Thrilling adventures of Lyra and Will
Philip Pullman’s ‘His Dark Materials’ is a trilogy of fantasy novels, which takes place across a multiverse, moving between many parallel worlds. These thrilling adventures tell the story of Lyra and Will — two ordinary children on a perilous journey through shimmering haunted otherworlds. The trilogy that make up ‘His Dark Materials’ — Northern Lights […]
Published Date - 16 April 2021, 06:02 PM
Philip Pullman’s ‘His Dark Materials’ is a trilogy of fantasy novels, which takes place across a multiverse, moving between many parallel worlds. These thrilling adventures tell the story of Lyra and Will — two ordinary children on a perilous journey through shimmering haunted otherworlds.
The trilogy that make up ‘His Dark Materials’ —
Northern Lights (1995)
The book is published as The Golden Compass in North America. It tells about 11-year-old Lyra Belacqua, who lives half-wild and carefree among the scholars of Jordan College, Oxford, with her daemon Pantalaimon always by her side. But the arrival of her fearsome uncle, Lord Asriel, draws her to the heart of a terrible struggle — a struggle born of Gobblers and stolen children, witch clans and armoured polar bears.
The Subtle Knife (1997)
Lyra journeys through Asriel’s opening between worlds to Cittàgazze, a haunted city whose denizens discovered a way to travel between worlds. Here, the soul-eating Spectres stalk the streets and wingbeats of distant angels sound against the sky. Twelve-year-old Will Parry, fleeing for his life after taking another’s, has also stumbled into this strange new realm. During their journey, Lyra and Will uncover a deadly secret — an object of extraordinary and devastating power.
The Amber Spyglass (2000)
The book sees kidnapping of Lyra by her mother. Will and Lyra, whose fates are bound together by powers beyond their own worlds, have been violently separated. But they must find each other, for ahead of them lies the greatest war that has ever been and a journey to a dark place from which no one has ever returned.
Pullman followed the trilogy with three novellas set in the Northern Lights universe; Lyra’s Oxford (2003), Once Upon a Time in the North (2008), and Serpentine (2020).
Northern Lights won the Carnegie Medal for children’s fiction in the UK in 1995. In June 2007 it was voted, in an online poll, as the best Carnegie Medal winner in the seventy-year history of the award, the Carnegie of Carnegies. The Amber Spyglass won the 2001 Whitbread Book of the Year award, the first time that such an award has been bestowed on a book from their ‘children’s literature’ category. In 2005, Pullman received the Swedish government’s Astrid Lindgren Memorial Award for children’s and youth literature.
Adaptations:
- The London’s Royal National Theatre staged a two-part adaptation of the trilogy in 2003–2004.

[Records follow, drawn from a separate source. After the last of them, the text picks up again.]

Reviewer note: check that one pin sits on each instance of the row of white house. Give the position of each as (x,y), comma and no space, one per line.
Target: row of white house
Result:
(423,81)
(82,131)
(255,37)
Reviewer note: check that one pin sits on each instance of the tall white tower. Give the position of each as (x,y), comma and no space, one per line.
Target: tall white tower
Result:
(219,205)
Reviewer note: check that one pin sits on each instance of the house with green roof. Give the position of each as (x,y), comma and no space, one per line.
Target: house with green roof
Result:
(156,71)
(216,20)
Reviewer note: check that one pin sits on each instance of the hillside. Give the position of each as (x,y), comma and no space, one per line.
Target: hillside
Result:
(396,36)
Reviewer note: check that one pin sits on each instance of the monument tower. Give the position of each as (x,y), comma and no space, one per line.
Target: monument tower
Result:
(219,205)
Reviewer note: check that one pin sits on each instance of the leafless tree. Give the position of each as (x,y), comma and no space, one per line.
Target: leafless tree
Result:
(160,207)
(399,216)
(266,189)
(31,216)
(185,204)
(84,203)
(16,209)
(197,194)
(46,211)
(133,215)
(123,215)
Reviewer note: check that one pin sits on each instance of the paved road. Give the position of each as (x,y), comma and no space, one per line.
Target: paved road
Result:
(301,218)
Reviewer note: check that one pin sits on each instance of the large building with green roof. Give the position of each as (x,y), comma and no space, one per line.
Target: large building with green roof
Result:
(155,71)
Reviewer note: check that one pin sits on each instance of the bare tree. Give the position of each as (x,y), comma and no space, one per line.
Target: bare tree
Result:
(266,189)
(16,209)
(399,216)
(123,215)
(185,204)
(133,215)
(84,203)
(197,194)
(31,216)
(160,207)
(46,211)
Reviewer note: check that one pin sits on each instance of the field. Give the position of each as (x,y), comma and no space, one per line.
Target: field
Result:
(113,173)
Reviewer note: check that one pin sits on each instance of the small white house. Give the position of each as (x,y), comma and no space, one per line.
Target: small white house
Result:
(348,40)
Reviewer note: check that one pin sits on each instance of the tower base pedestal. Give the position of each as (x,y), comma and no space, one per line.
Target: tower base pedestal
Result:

BBC Radio 4 broadcasted a radio play adaptation in three episodes, each lasting 2.5 hours.
- A film adaptation of Northern Lights, ‘The Golden Compass’ was released in 2007.
- A BBC television series based on the novels commenced broadcast in November 2019.
Although His Dark Materials is marketed as young adult fiction, Pullman wrote with no target audience in mind. Fantasy elements include witches and armoured bears; it alludes to concepts from physics, philosophy and theology.